A network of reform-minded public schools in the San Francisco Bay area has secured $40 million in new grants, enabling it to continue for five more years the improvement efforts it began in 1995 as part of the nationwide Annenberg Challenge.
Announcing the grants this month, officials with the Bay Area School Reform Collaborative said they planned to use the grant money from the Annenberg Foundation and the William and Flora Hewlett Foundation to leverage an additional $60 million in donations over the next five years.
The BASRC intends to give the $100 million as grants to as many as 300 public schools in six Bay-area counties to use what organizers describe as data-driven methods for improving student performance and narrowing the achievement gap between disadvantaged students and their wealthier peers.
The collaborative was formed in response to the Annenberg Challenge, the school improvement initiative launched in 1993 by the retired publisher and ambassador Walter H. Annenberg. Mr. Annenberg committed $500 million to public schools and districts around the country and urged the private sector to respond in kind. By January 2000, Mr. Annenberg’s half-billion dollars had generated $566 million in matching grants nationwide. (“Matching Grants Have Bolstered Annenberg’s 1993 Gift,” Feb. 2, 2000.)
Annenberg officials say the grant money has reached 2,400 schools of all sizes in rural and urban communities in 35 states. Most have substantial portions of poor and minority students.
The new infusion of funding in the San Francisco Bay area comes as the BASRC’s original $50 million in grants—which the collaborative augmented with $112 million in challenge grants—is about to run out. That first $50 million came from the Annenberg and Hewlett foundations and California industrialist William Hewlett.
“Getting a second round of funding of this magnitude feels like lightning striking twice,” said Merrill Vargo, the collaborative’s executive director. “As any of us who work in school reform know, it’s unusual to get to work consistently on the same agenda for a decade. It’s a wonderful opportunity and a tribute to the hard work of a lot of people in the schools in the Bay area.”
Making a Difference
The most recent grants include $25 million from the Menlo Park, Calif.-based Hewlett Foundation—the largest single donor to the Annenberg Challenge—and $15 million from the St.

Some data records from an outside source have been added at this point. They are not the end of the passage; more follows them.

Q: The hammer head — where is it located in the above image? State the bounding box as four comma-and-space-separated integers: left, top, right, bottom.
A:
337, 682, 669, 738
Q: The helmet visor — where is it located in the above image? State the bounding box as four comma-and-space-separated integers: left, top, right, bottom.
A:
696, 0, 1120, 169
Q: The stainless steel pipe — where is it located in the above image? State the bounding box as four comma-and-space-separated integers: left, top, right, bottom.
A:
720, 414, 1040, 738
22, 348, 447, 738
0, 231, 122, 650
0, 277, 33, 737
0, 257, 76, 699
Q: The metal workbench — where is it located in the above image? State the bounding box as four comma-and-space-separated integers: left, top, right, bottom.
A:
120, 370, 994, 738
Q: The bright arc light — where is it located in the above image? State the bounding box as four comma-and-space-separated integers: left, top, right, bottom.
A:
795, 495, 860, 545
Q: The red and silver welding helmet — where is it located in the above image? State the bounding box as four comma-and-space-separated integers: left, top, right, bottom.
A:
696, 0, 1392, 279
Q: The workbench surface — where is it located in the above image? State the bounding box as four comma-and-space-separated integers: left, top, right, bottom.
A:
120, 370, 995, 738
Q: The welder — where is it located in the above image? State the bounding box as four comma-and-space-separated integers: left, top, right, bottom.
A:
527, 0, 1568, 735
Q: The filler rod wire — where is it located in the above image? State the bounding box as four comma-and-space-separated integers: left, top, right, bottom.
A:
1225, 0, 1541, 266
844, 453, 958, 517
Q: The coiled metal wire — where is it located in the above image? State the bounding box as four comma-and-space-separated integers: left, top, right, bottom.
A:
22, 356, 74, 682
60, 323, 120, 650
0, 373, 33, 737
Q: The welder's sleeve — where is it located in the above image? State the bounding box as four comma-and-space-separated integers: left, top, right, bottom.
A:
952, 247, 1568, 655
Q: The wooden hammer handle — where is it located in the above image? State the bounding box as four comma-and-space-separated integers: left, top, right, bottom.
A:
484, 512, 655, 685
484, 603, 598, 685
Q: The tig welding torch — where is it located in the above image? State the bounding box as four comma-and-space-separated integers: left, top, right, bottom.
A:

Davids, Pa.-based Annenberg Foundation. In making the grants, the foundations noted that a team of Stanford University researchers had found significant improvement in BASRC- assisted schools.
“The Hewlett Foundation is awarding this new five-year grant because of the steady progress BASRC has made in improving public schools in the region,” Paul Brest, the president of the foundation, said in a prepared statement.
The Stanford study last spring of BASRC schools’ four-year performance records found that students at those schools had made greater gains on the Stanford Achievement Test-9th Edition than had their peers at non-BASRC schools of similar socioeconomic makeup. Elementary and middle schools serving large numbers of poor students made particularly strong showings on that standardized test, the evaluators said.
According to the researchers, the improvements were driven by the way the schools trained teachers, shared leadership, and used data to evaluate and adopt teaching methods. “Fundamental changes in the culture and core practices ... seem to be making a difference for student learning,” the study found.
The Bay-area collaborative says it will award the new grants to small groups of schools working on an “inquiry- based, data-driven approach to school reform.”
Under that approach, schools are required to use multiple types of data to identify and fully explore student-achievement problems, set improvement goals, choose research-based strategies for improvement, carry out those strategies, and analyze the results. Each group will have an “anchor school” that will teach the inquiry- based method to other schools.
Ms. Vargo said the focus of the new grants would be onimproving school systems, rather than individual schools, and on making those improvements last.